Desde los once años descubrí la música y la pintura, fueron mis pasiones juveniles, junto a las excursiones y la natación, la cual sigo practicando todos los días. Desde hace 75 años dibujo con la mano los esbozos de mis pinturas, ensamblajes, esculturas y los de todos mis edificios. Creo que el dibujo es el instrumento que descifra la complejidad de una pintura y el misterio espacial de la escultura y la arquitectura.

Me apasionan las medidas, los números y sus relaciones misteriosas, las proporciones que forman las tramas invisibles que arman mis composiciones plásticas y las organizaciones espaciales de mis edificios. También aprendí que las proporciones son metafísicas, no se pueden comprobar; las sigo utilizando como satisfacción personal de encontrar que una versión –entre miles de variantes posibles– se ajusta a los números y las cierra.

Es con la lectura que he ido aprendiendo a conocer a los otros, mujeres y hombres y poco a poco a mí mismo. No creo en el psicoanálisis (tampoco lo desprecio). Me apasiona la historia, leo mucha ciencia que nos habla de nuestra soledad abismal en un universo cada vez más grande y del otro universo insondable, de lo más pequeño, de la materia de que estamos construidos y del misterio de la consciencia de nuestro cerebro. La narración, la literatura, que como arte retrata a nuestros semejantes de manera profunda y directa, nos asombra y nos emociona. Nunca sabremos si todo ese conocimiento nos ayuda a hacer mejores edificios, pero sí siento que me conozco más.

Pienso que todo tiempo pasado nunca fue mejor, en ninguna época.
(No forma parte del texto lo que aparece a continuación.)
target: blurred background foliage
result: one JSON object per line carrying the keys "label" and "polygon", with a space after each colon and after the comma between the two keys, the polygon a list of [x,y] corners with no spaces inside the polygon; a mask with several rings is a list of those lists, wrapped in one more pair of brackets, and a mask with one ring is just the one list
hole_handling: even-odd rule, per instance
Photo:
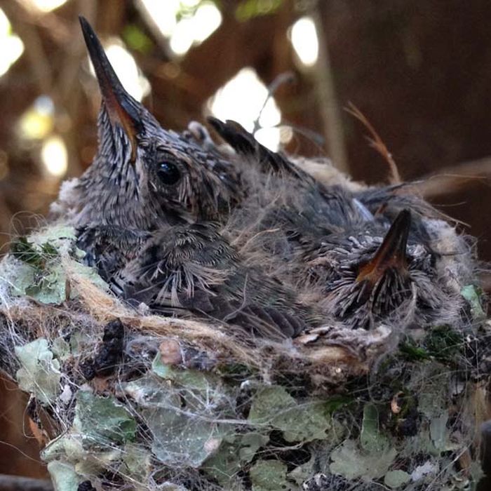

Creo en el presente, que es cada vez más complejo, más intenso para mí. No pienso en el futuro que es impredecible –a corto y a largo plazo– porque es resultado de millones de voluntades disímbolas. Sólo lo podemos enfrentar con el conocimiento profundo del pasado de todas las áreas en que trabajamos.

Yo nunca he podido elegir mis obras, es la sociedad, los clientes que me las encomiendan, directamente o a través de la fortuna de ganar un concurso. Desarrollo mis proyectos y mis obras, junto con mis clientes. A veces éstos piensan “con ideas arquitectónicas” que acepto y celebro; otras, a la inversa, les hago cambiar el programa. Es una tarea difícil, rasposa, y dura el tiempo de la obra. Por eso digo que el cliente es también autor del proyecto.

La arquitectura se realiza en equipo. Un equipo que se va formando en el tiempo y, para mí, nunca mayor de 25 personas. Es el tamaño que me permite participar a fondo, con todo detalle, en los proyectos que se desarrollan simultáneamente, y gracias a un núcleo de colaboradores que se han hecho paralelamente a mi experiencia, que tienen que estar al día aprendiendo nuevos sistemas de representación que los obligan a nuevos entrenamientos y requieren de cambios constantes de los equipos electrónicos. Vamos al día. Mi tarea diaria de revisión de dibujos en pantallas, se ha complicado. Pero yo sigo entregando dibujos a mano para su interpretación electrónica.

“Gracias por escuchar este relato de cómo aprender el oficio de vivir…” nos dijo don Teodoro al terminar su discurso esa noche del 20 de agosto de 2015 en el Museo Franz Mayer.